Robust Large Margin Approaches for Machine Learning in Adversarial Settings
Mohamad Ali Torkamani
Committee: Daniel Lowd (chair), Dejing Dou, Christopher Wilson, Hal Sadofsky
Dissertation Defense(Jul 2016)
Keywords: Robust machine learning, adversarial machine learning, structured support vector machines, dropout marginalization, robust optimization

Many agencies are now using machine learning algorithms to make high-stake decisions. Determining the right decision strongly relies on the correctness of the input data. This fact provides tempting incentives for criminals to try to deceive machine learning algorithms by manipulating the data that is fed to the algorithms. And yet, traditional machine learning algorithms are not designed to be safe when confronting unexpected inputs.

In this dissertation, we address the problem of adversarial machine learning; i.e., our goal is to build safe machine learning algorithms that are robust in the presence of noisy or adversarially manipulated data.

Adversarial machine learning will be more challenging when the desired output has a complex structure. In this dissertation, a significant focus is on adversarial machine learning for predicting structured outputs. First, we develop a new algorithm that reliably performs collective classification, which is a structured prediction problem. Our learning method is efficient and is formulated as a convex quadratic program. This technique secures the prediction algorithm in both the presence and the absence of an adversary.

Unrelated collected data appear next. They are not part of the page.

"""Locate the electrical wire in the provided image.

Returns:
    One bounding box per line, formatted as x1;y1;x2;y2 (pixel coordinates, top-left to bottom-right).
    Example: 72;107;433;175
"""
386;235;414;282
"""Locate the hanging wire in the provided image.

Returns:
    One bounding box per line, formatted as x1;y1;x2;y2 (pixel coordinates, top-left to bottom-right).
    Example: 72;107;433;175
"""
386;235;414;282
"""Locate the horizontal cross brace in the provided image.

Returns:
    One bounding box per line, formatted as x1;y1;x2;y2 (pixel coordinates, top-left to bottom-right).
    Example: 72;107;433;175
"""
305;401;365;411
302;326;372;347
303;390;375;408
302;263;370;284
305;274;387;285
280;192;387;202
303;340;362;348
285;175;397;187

Next, we investigate the problem of parameter learning for robust, structured prediction models. This method constructs regularization functions based on the limitations of the adversary. In this dissertation, we prove that robustness to adversarial manipulation of data is equivalent to some regularization for large-margin structured prediction, and vice versa.

An ordinary adversary regularly either does not have enough computational power to design the ultimate optimal attack, or it does not have sufficient information about the learner's model to do so. Therefore, it often tries to apply many random changes to the input in a hope of making a breakthrough. This fact implies that if we minimize the expected loss function under adversarial noise, we will obtain robustness against mediocre adversaries. Dropout training resembles such a noise injection scenario. We derive a regularization method for large-margin parameter learning based on the dropout framework. We extend dropout regularization to non-linear kernels in several different directions.

Empirical evaluations show that our techniques consistently outperform the baselines on different datasets.